The Missisquoi is a gem of Vermont. From its alpine headwaters on Jay Peak to the federally-protected, waterfowl-filled delta on Lake Champlain, the Missisquoi dashes, then saunters through a landscape that is both quintessentially Vermont and uniquely rugged. The Missisquoi, whose name is derived from an Algonquian Abenaki word meaning place of large rocks, is approximately 88 miles long, of which roughly 25 miles meander through southern Quebec. For as long as people have lived in northern Vermont, this river has been a two-way passage for canoes, goods, and wildlife alike. As its longest upstream stretch, it is now a notoriously defeating reach of the Northern Forest Canoe Trail. Truly, one could spend a lifetime on the Missisquoi River.

But a river is not just a river – it is the mountains, valleys, and communities that surround it. In the case of the Missisquoi, the river is fed by approximately 1,200 square miles of ancient mountains, bucolic pasture, productive farms and forests, and importantly, wetlands. Wetlands are the sponges that soak up precipitation and slowly release it to the rivers, the filters that remove excess nutrients, and the nurseries that support many birds, amphibians, fish, and mammals. In essence, the communities of the Missisquoi River, natural and human, are dependent upon its wetlands. But in an area of 1,200 square miles, where are these crucial ecosystems?
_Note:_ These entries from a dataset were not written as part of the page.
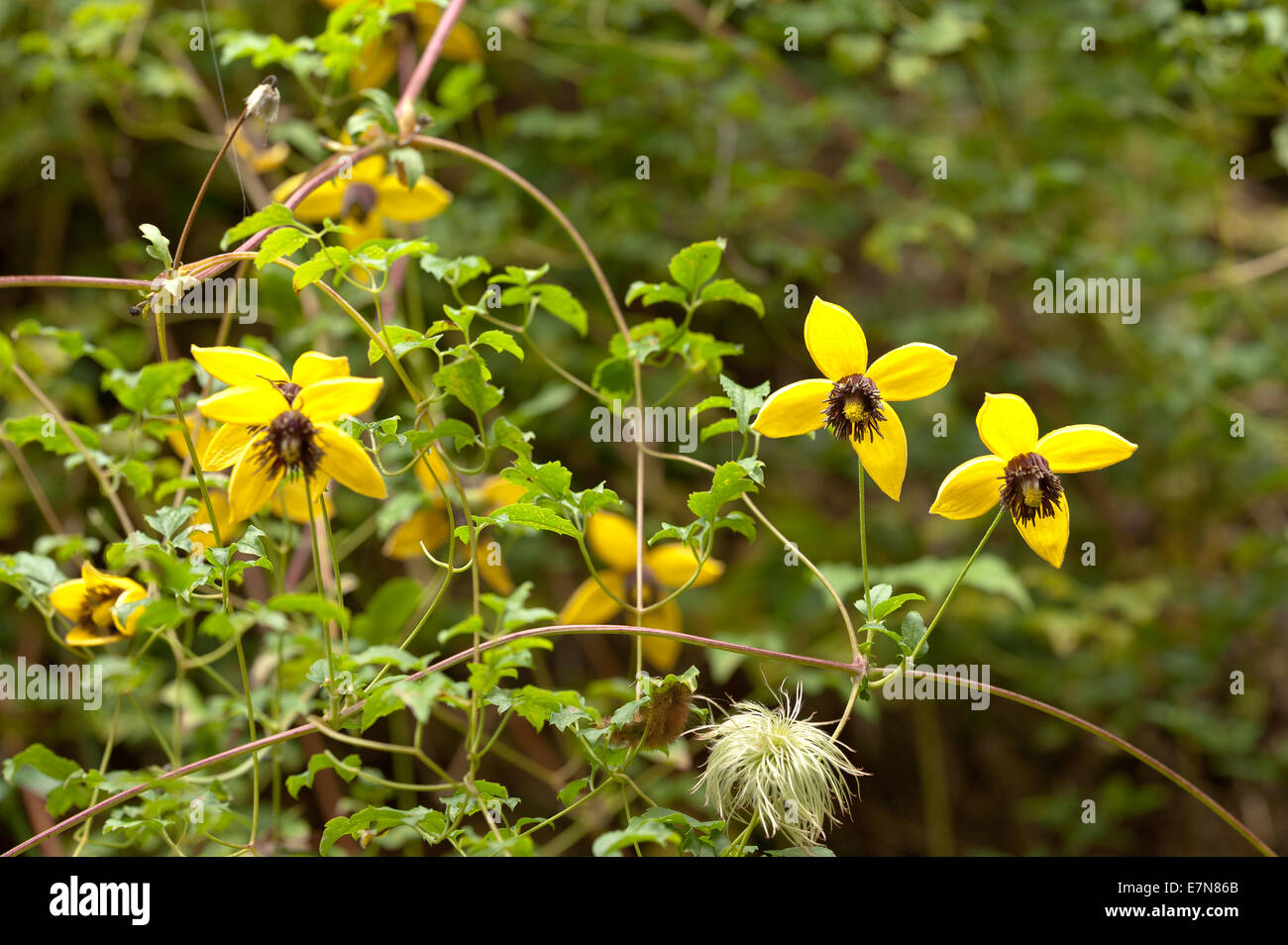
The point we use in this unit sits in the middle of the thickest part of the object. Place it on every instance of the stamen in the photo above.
(290, 446)
(1029, 489)
(853, 409)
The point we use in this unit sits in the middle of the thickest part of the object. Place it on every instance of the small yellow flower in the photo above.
(432, 528)
(1021, 472)
(853, 398)
(278, 426)
(666, 567)
(89, 601)
(378, 59)
(366, 198)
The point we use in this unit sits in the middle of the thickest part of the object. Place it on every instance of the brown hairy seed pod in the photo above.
(661, 721)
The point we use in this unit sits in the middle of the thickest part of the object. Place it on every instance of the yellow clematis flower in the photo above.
(365, 200)
(278, 426)
(430, 525)
(378, 58)
(668, 566)
(853, 398)
(1022, 472)
(88, 602)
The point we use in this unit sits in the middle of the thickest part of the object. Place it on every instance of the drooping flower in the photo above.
(1022, 472)
(853, 398)
(430, 525)
(368, 197)
(778, 766)
(378, 58)
(278, 426)
(668, 566)
(90, 602)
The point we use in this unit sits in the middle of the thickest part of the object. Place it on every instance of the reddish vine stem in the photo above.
(855, 669)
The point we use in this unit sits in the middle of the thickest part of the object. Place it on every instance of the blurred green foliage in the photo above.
(814, 162)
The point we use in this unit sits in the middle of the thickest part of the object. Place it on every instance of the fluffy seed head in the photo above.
(780, 766)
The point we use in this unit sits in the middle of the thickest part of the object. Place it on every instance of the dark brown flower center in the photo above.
(359, 201)
(95, 613)
(286, 389)
(854, 409)
(290, 446)
(1029, 488)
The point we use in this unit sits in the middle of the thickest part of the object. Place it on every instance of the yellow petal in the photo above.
(410, 204)
(239, 368)
(1006, 425)
(912, 370)
(426, 525)
(1083, 447)
(348, 463)
(885, 458)
(331, 398)
(498, 492)
(1048, 536)
(77, 636)
(662, 652)
(226, 447)
(136, 614)
(794, 409)
(589, 604)
(362, 231)
(68, 597)
(250, 485)
(612, 537)
(432, 461)
(312, 368)
(674, 563)
(95, 579)
(970, 489)
(835, 340)
(248, 406)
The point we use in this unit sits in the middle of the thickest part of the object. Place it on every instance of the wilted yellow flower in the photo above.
(378, 58)
(432, 527)
(853, 399)
(89, 602)
(366, 198)
(666, 567)
(279, 426)
(1021, 472)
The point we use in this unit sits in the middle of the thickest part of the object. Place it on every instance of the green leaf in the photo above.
(271, 215)
(279, 242)
(531, 516)
(160, 246)
(729, 290)
(696, 264)
(743, 400)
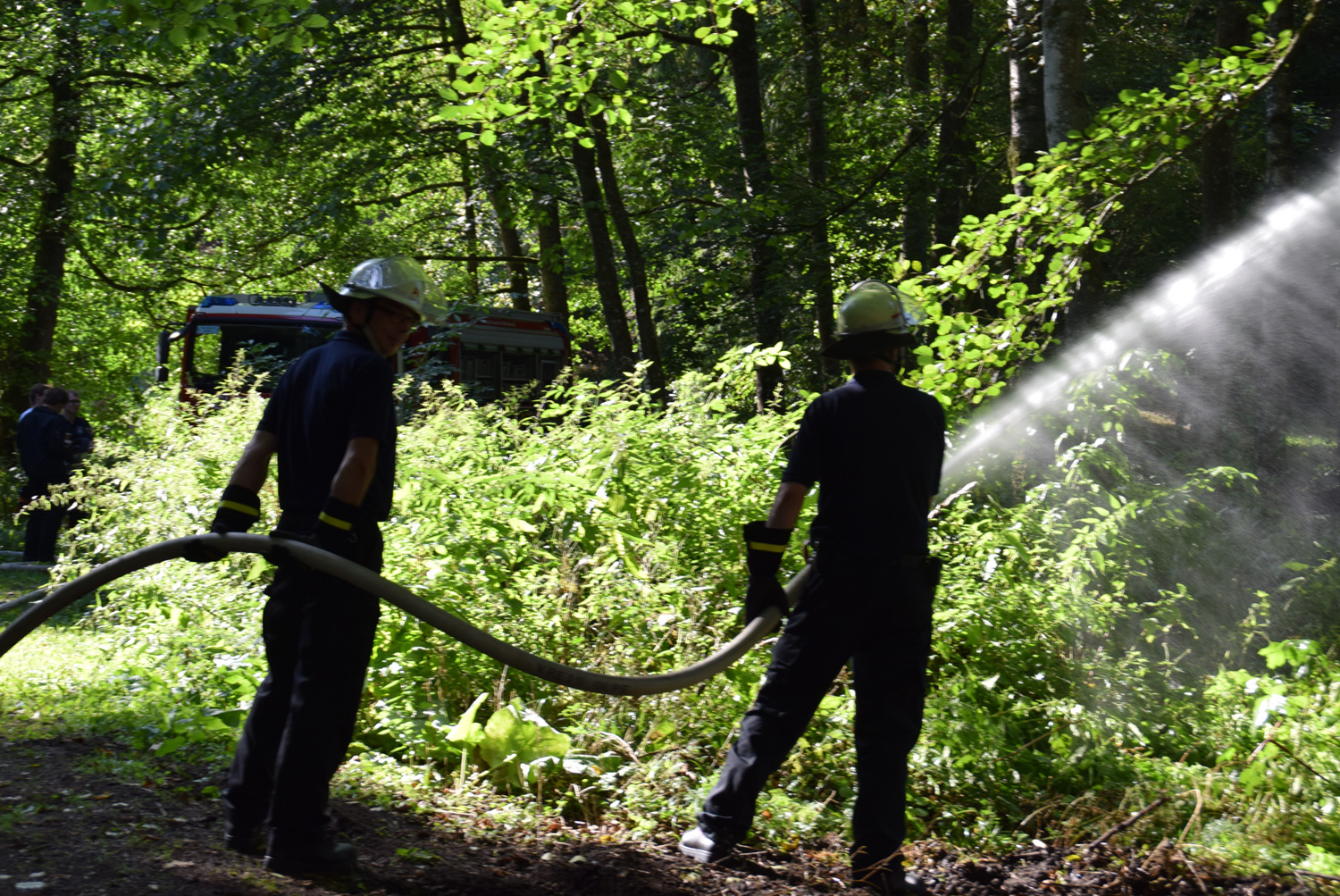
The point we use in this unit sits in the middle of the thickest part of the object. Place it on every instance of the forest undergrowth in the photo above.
(1109, 638)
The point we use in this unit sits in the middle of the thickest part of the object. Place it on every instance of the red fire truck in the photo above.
(488, 350)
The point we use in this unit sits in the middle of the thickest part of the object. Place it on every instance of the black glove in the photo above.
(334, 533)
(764, 548)
(239, 509)
(334, 529)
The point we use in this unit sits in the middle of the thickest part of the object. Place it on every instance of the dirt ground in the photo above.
(64, 829)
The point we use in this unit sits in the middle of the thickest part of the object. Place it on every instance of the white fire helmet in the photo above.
(397, 278)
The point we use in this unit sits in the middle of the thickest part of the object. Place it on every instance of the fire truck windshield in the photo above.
(267, 348)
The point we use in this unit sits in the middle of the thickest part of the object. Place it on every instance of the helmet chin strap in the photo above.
(373, 342)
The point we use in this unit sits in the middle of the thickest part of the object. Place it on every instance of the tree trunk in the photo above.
(1063, 69)
(602, 249)
(956, 150)
(1219, 187)
(53, 228)
(758, 172)
(817, 126)
(452, 24)
(552, 263)
(917, 204)
(509, 238)
(1278, 113)
(1026, 120)
(648, 339)
(539, 155)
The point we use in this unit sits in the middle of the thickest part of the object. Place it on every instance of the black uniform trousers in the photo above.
(878, 617)
(42, 526)
(318, 633)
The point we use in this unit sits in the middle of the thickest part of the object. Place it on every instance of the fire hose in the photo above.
(62, 596)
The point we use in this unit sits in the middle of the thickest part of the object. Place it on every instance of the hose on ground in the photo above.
(16, 601)
(399, 596)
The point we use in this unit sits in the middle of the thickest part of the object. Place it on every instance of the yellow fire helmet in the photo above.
(874, 318)
(397, 278)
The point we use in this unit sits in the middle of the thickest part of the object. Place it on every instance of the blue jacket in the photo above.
(43, 448)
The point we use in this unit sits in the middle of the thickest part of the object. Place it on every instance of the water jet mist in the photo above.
(1270, 289)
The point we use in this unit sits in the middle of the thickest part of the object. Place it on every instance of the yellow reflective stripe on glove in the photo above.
(331, 521)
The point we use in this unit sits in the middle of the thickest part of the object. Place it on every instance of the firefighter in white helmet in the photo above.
(874, 447)
(331, 423)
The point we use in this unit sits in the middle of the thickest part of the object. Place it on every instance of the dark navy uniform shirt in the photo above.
(875, 448)
(43, 450)
(335, 393)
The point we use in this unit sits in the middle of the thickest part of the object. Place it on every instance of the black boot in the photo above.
(322, 858)
(705, 845)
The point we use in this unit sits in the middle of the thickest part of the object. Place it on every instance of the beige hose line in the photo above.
(399, 596)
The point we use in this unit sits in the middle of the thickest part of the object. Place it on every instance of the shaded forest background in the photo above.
(674, 180)
(1141, 606)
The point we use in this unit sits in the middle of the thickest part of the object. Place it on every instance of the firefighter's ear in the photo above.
(358, 311)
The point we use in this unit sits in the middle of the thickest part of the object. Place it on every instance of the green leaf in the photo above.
(466, 730)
The National Wetlands Inventory (NWI) estimates the Missisquoi Basin to be approximately 5% wetland by land area. This mapping from the NWI is 12-14 years old and proven to be coarse at best. A study from the University of Vermont and experience from the Wetlands Program show that at least 30% of our wetlands are unmapped by the NWI, suggesting that 6.5% of the Missisquoi Basin could be wetland. The Vermont Department of Environmental Conservation’s (DEC) Wetlands Program is tasked with protecting wetlands according to the Vermont Wetland Rules, but dated and inaccurate mapping can make this difficult. In 2018, with funding from the U.S. Environmental Protection Agency, the Wetlands Program set out to update the current mapping to better serve the public and the resource, starting with the mighty Missisquoi Basin.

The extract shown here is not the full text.